I once lived in a flat in the Holešovice district of Prague which had belonged to an old widow. Due either to a lack of resources or will, the flat had stood unchanged for decades. With its odd collection of old cheaply-made furniture, strange muted colors, faded framed prints of the Virgin, and a general lack of modern amenities, it sometimes felt as if I were living in another time.
“Do you hear that?” asked the caretaker when I moved in. I was forced to admit that I hadn’t. “Exactly my point! It’s quiet as a tomb here, and that’s how we like to keep it.”
The main room of the flat was ordinary, but there was a small one-meter-square storage room off to the side of it which, unlike every other room save the bathroom, had a floor of checkered ceramic tiles, discolored and drab by their remote age. It smelled of machines and old rags from a box of old tools and various little cans for squirting oil that remained there; the widow’s late husband had apparently been a handyman. This forgotten, but sunny, chamber opened to the world through a large steel-framed window, which would not have looked out of place in a machine shop. The window swung out on hinges, which readily converted the small room into what I called “my balcony.”
This balcony of mine overlooked a courtyard, around which the backs of an entire city block of buildings huddled, concealing from the street all the usual things that reside in such places: garbage bins, a derelict swing and a rusting seesaw, an unmown patch where the resident dogs were taken daily by their owners, and a gray parking lot. Rows of cars, assorted abandoned furniture, damp concrete slabs in beards of bright green moss, and a few untended trees and shrubs found root here and there. There were many, many dark little corners hidden from the view of anyone casually passing through.

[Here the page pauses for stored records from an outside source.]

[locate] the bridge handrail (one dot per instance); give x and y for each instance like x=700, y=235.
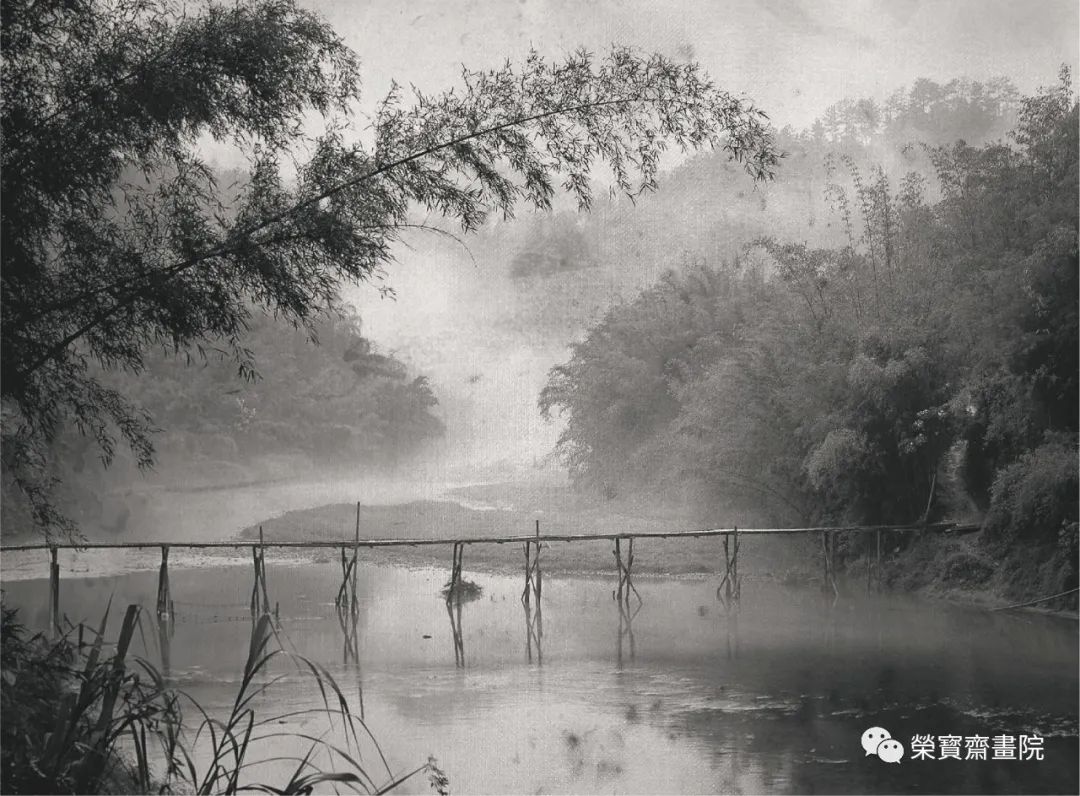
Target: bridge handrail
x=238, y=544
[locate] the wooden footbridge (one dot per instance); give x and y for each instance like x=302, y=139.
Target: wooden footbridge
x=728, y=591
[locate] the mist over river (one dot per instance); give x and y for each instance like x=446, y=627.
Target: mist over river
x=674, y=695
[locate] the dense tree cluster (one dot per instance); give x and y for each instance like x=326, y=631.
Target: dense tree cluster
x=926, y=365
x=120, y=240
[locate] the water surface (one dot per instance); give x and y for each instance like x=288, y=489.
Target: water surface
x=674, y=695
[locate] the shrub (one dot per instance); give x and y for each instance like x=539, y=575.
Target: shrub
x=1035, y=498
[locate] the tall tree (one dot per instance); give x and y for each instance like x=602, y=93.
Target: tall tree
x=118, y=238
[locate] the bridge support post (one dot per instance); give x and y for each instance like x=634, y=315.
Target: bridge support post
x=54, y=594
x=260, y=598
x=828, y=560
x=625, y=585
x=454, y=591
x=730, y=590
x=164, y=596
x=534, y=621
x=877, y=565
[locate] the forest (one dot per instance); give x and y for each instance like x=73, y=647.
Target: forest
x=914, y=361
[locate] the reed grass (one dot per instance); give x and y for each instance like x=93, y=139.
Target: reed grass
x=76, y=722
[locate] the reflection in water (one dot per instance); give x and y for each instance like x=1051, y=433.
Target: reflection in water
x=773, y=700
x=454, y=611
x=626, y=628
x=166, y=629
x=731, y=636
x=347, y=620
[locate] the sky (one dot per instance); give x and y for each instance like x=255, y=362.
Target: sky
x=793, y=59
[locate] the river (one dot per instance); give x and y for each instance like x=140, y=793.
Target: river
x=675, y=695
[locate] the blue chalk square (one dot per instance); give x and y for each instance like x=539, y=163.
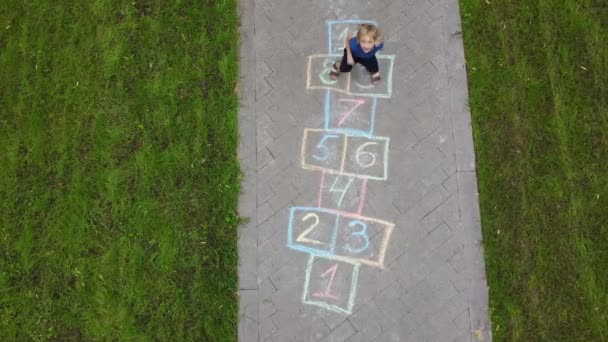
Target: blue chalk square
x=312, y=230
x=352, y=115
x=331, y=284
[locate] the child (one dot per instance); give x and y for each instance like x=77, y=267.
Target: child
x=361, y=49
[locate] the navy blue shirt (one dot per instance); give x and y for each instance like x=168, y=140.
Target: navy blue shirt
x=358, y=52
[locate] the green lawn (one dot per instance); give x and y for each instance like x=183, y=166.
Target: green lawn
x=118, y=170
x=538, y=78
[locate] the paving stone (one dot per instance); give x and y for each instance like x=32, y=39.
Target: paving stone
x=432, y=287
x=342, y=332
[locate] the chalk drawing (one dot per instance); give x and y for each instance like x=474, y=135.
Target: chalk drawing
x=337, y=236
x=337, y=152
x=327, y=292
x=349, y=114
x=331, y=284
x=320, y=64
x=340, y=192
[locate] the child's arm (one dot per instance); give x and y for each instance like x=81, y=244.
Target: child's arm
x=349, y=55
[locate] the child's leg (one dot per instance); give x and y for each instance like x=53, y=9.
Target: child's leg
x=370, y=64
x=344, y=67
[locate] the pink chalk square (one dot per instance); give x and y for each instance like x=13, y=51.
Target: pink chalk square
x=330, y=284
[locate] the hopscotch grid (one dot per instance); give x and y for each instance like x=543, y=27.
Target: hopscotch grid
x=339, y=214
x=348, y=90
x=351, y=131
x=352, y=292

For a few minutes each afternoon as evening fell, I would retire there to my balcony, just to look out on the world for a short time and savor the view of it. On the wall below me, a steel door would abruptly creak open, the plaint of unoiled hinges, and then bang just as suddenly shut. Then I would hear a series of hard little clicks, each a few seconds apart. An old woman, bent with a crippling hunchback, would mince forth as if climbing a slope, and slowly make her way to the end of the courtyard, where there was a small village of garbage bins. A mesh shopping bag always hung from her free hand.
Her hard tipped cane clicked sharply on the asphalt, and each time it did, she moved carefully forward two small steps and then the cane would click again as she regained breath and balance. Click, click, click. Like the swiftest hand of a clock, she would make her way around the courtyard.
From the edges of the courtyard, from among the bushes and clusters of weeds, from behind the bins and from under the cars, as if conjury had materialized them from vapor, cats would begin to appear.
First, I would see one cat, then two, and then four. Gradually, a dozen or more would slink out, a snaggle of cats moving with purpose toward the same spot. Cats that were by and large invisible during the day, many cats, apparently living in the courtyard, crouched in their daytime hiding places, sly and cautious cats, waiting patiently for this moment.
The cats would come gamboling toward a simple shelter that kept the rain off the garbage bins. The old woman and all the cats of the courtyard would convene on that spot, and only then would she open her bag to reveal her purpose. The old woman had taken it upon herself to feed all the homeless cats that were living there as her neighbors.
She sometimes drew out tins of cat food, but often it was dry kibble, or the leftovers from her own simple meals. She would leave these offerings there in the protected space, in a row of disposable margarine containers, for the cats to greedily gobble up.
Each night, there would be as many as twenty cats and kittens, hungrily feeding on the scraps of food left for them. The old woman would bend down a bit more and some of the bolder cats would permit her to scratch them gently around the ears. As the light of the sun dims and the sky turns to blush, they rub sidelong, backs arched, tails high, against the woman’s legs, and then lay down and roll on their backs invitingly.